Canon R3, RF100-500mm F/4.5-7.1 L IS USM @ 300MM | f/7.1 | 1/30 sec | ISO 200

I have no idea where I truly rank in my panning abilities, but I think it’s something I’m pretty good at. I’ve been doing it a long time and I’ve worked on a number of techniques to improve my hit rate. If you are not familiar with panning you might not think I’m so good if you saw the full edit of a day of panning. Panning is by its nature a low hit rate technique. Depending on the subject, subject speed, shutter speed and a few other variables one might expect between 1% and 20% of panning attempts to be worthy of sharing with the public.

At the velodrome I shot through 2500 images, all panning shots over the course of a couple of hours. I carefully recorded when I was using Panning Assist and when it was off and the metadata kept track of the different shutter speeds I was using. I started at 1/60 of a second and worked my way down to 1/4 second. I’ve used shutter speeds beyond these for panning with other subjects, but these were the best ones for cycling on this night.

My average hit rate for a “good” image without the help of Panning Assist was 21% for the night. Canon nerd note, I was using the Canon RF 100-500mm f/4.5-7.1 L IS USM lens with the Image Stabilization set to mode 2 (for panning). When I turned the Panning Assist mode on, my hit rate went up to 36% (same lens and settings). That’s an increase of 71%!

Canon R3, RF100-500mm F/4.5-7.1 L IS USM @ 300MM | f/7.1 | 1/30 sec | ISO 200

What I could determine about Panning Assist is that it will help you narrow the gap between pretty close and nailing it. If you are wildly off, or even pretty far off, it will do you no good at all. You need to be close to the mark for this feature to help you out. So technique still matters and practice still matters. If you are willing to put in the effort of proper technique, this feature will reward you with a higher percentage of keepers.
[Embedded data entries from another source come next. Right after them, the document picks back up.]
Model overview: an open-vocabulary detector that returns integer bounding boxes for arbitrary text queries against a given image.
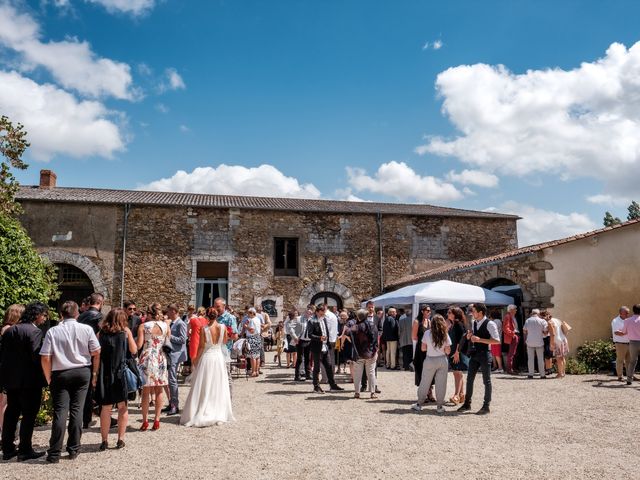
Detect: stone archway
[40,250,111,305]
[298,279,359,312]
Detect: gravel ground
[0,367,640,479]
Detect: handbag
[124,364,142,393]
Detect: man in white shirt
[522,308,549,378]
[40,301,100,463]
[458,303,500,415]
[611,306,631,382]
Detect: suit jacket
[307,317,331,352]
[169,317,187,365]
[0,323,46,390]
[78,307,102,334]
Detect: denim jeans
[465,352,492,407]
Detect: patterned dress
[139,320,169,387]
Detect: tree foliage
[627,200,640,220]
[602,212,622,227]
[0,213,59,316]
[0,115,29,215]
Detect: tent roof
[371,280,514,306]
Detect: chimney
[40,170,58,188]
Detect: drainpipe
[377,212,384,293]
[120,203,131,307]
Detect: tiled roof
[385,219,640,289]
[16,186,518,220]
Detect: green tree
[602,212,622,227]
[0,116,59,317]
[0,213,58,316]
[0,115,29,215]
[627,200,640,220]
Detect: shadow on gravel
[371,398,416,405]
[265,389,312,395]
[307,394,354,402]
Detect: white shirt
[40,318,100,372]
[422,330,451,357]
[324,310,338,343]
[474,317,500,341]
[611,315,629,343]
[523,316,549,348]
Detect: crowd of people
[0,293,640,463]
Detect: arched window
[55,263,94,311]
[311,292,342,310]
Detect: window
[273,238,298,277]
[196,262,229,308]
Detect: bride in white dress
[180,320,235,427]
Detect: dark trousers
[47,367,91,458]
[295,342,311,378]
[2,388,42,454]
[402,345,413,370]
[313,348,336,387]
[465,352,492,407]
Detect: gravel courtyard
[0,367,640,479]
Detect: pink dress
[139,320,169,387]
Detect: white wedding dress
[180,325,235,427]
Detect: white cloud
[422,39,444,50]
[587,194,633,207]
[0,71,126,160]
[347,161,463,202]
[498,201,598,247]
[85,0,156,15]
[156,103,169,114]
[139,164,320,198]
[416,42,640,195]
[446,170,499,188]
[0,3,140,100]
[165,68,186,90]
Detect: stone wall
[18,201,517,316]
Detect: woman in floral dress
[138,303,171,431]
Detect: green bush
[0,213,59,317]
[36,387,53,426]
[565,357,592,375]
[576,340,616,373]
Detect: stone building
[386,220,640,353]
[17,170,517,315]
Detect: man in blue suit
[167,303,187,415]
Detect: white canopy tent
[364,280,514,315]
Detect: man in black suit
[78,292,104,428]
[0,302,48,462]
[307,305,344,393]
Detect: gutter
[376,212,384,293]
[120,203,131,307]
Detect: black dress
[96,331,129,405]
[413,320,427,387]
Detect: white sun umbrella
[364,280,514,313]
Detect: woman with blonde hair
[137,303,171,431]
[0,303,24,432]
[95,308,138,451]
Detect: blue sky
[0,0,640,245]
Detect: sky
[0,0,640,245]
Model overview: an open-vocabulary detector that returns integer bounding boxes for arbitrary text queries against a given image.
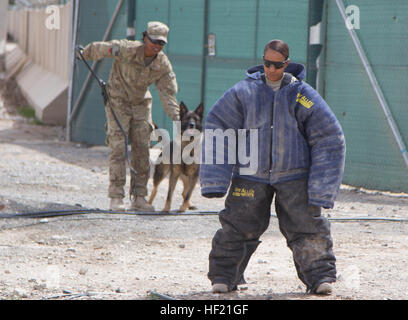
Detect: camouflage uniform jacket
[83,40,179,122]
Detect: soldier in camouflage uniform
[83,21,179,211]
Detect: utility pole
[0,0,8,80]
[126,0,136,40]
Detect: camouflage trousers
[208,178,336,292]
[105,98,153,198]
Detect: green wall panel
[321,0,408,192]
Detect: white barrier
[6,2,71,125]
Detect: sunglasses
[146,35,166,46]
[263,58,288,69]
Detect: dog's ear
[194,102,204,118]
[180,101,188,118]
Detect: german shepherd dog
[149,102,204,212]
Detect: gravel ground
[0,80,408,300]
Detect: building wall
[320,0,408,192]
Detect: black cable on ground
[0,209,408,222]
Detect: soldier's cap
[147,21,169,43]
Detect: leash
[75,46,137,200]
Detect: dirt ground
[0,81,408,300]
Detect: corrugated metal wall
[320,0,408,192]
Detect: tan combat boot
[315,282,333,295]
[130,197,154,212]
[109,198,126,211]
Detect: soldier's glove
[203,192,225,199]
[75,45,85,60]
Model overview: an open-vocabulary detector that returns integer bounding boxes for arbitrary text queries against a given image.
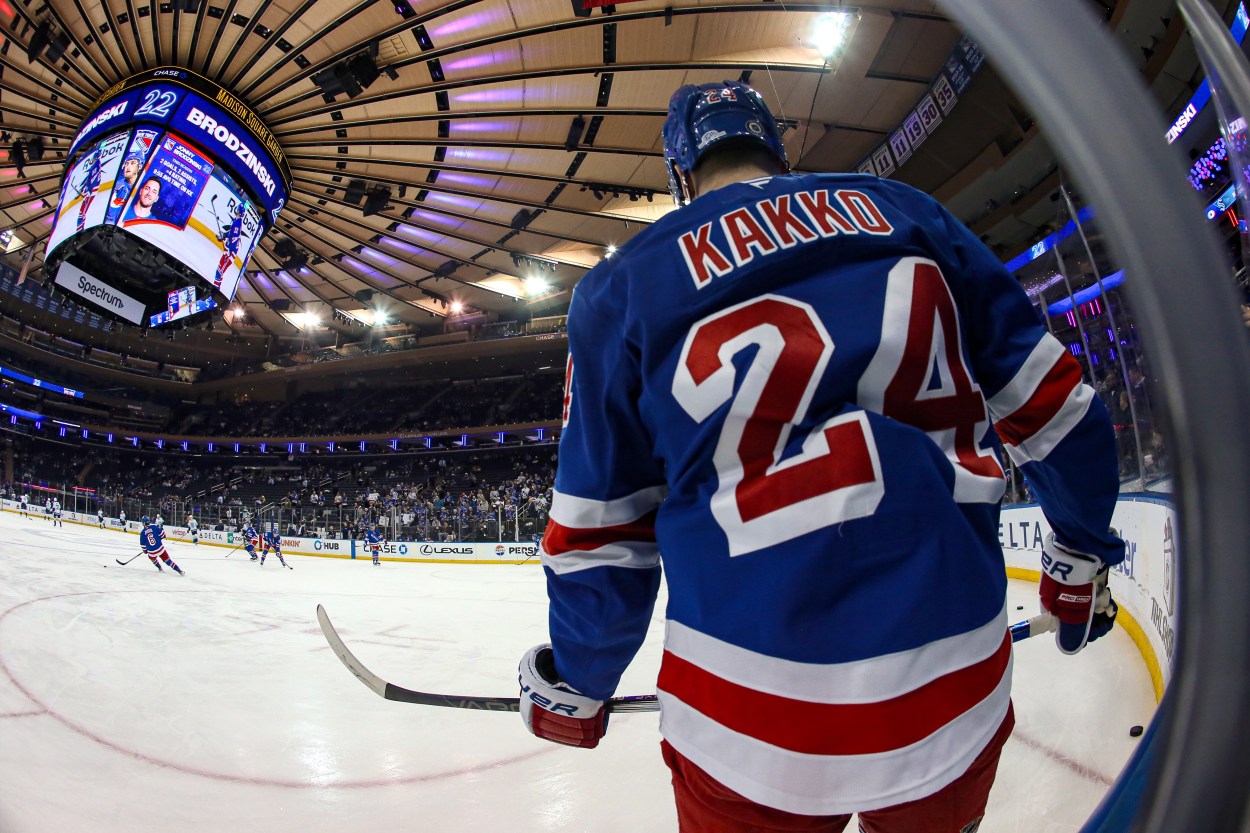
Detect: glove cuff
[1041,533,1103,585]
[519,644,604,720]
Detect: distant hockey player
[75,148,104,231]
[243,520,260,562]
[365,524,386,567]
[139,515,186,575]
[260,529,286,567]
[519,81,1124,833]
[213,203,248,289]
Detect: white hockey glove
[518,643,608,749]
[1040,534,1120,654]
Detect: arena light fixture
[808,11,858,61]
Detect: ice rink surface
[0,513,1155,833]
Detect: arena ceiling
[0,0,1205,335]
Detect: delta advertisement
[120,133,263,299]
[48,130,130,254]
[999,497,1179,694]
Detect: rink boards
[0,500,539,564]
[0,495,1178,699]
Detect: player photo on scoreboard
[121,134,213,230]
[48,130,130,253]
[195,168,263,298]
[104,128,160,224]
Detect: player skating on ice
[260,529,286,567]
[519,81,1124,833]
[139,515,186,575]
[75,148,104,231]
[213,203,248,289]
[243,520,260,562]
[365,524,386,567]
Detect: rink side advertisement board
[0,495,1179,695]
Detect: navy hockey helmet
[664,81,789,206]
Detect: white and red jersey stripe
[541,485,665,575]
[988,333,1094,465]
[658,608,1011,815]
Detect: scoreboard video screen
[46,68,290,324]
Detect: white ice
[0,513,1155,833]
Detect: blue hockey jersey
[543,168,1123,814]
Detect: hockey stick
[316,604,1059,713]
[113,550,144,567]
[316,604,660,712]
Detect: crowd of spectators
[0,438,556,542]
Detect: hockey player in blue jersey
[260,529,286,567]
[104,147,145,224]
[365,524,386,567]
[213,203,248,288]
[75,148,104,231]
[241,520,260,562]
[139,515,186,575]
[519,81,1124,833]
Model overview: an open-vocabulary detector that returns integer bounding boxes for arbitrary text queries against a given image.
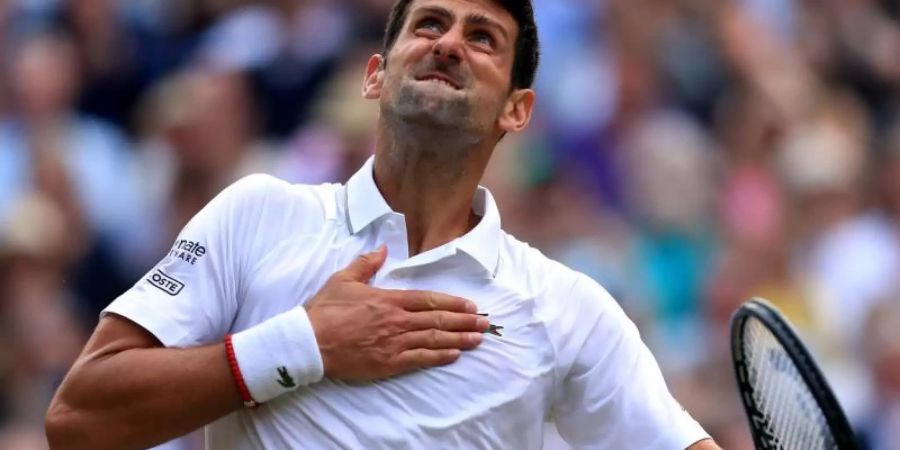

Canon seems to be a bit tight-lipped on exactly how this feature works. It would seem that the camera is analyzing data from the live view from the sensor and combining it with the in-camera and in-lens stabilization systems. New fast communication and processors in the RF system allow for more data to be read more quickly and all of that info is sent back to the dual stabilization systems for more precise tracking of you and your subjects movements. In short – it’s techno magic.

Canon R3, RF100-500mm F/4.5-7.1 L IS USM @ 300MM | f/7.1 | 1/30 sec | ISO 200

There’s lots more to this feature but I’ll leave that for my firmware update video for the Canon R3: Complete Camera Guide, free to anyone that has purchased the full class. Check out our download instructions page for more info on how to login and access your classes.

Technology that leads to art

Neither of these features are likely to change my photographic world, nor yours. But it’s worth your time to educate yourself on what’s available and how it may help you. In the photographic world, technology and art live side-by-side. If new tech can help you create new art you’re following the path of some of the greatest photographers through history.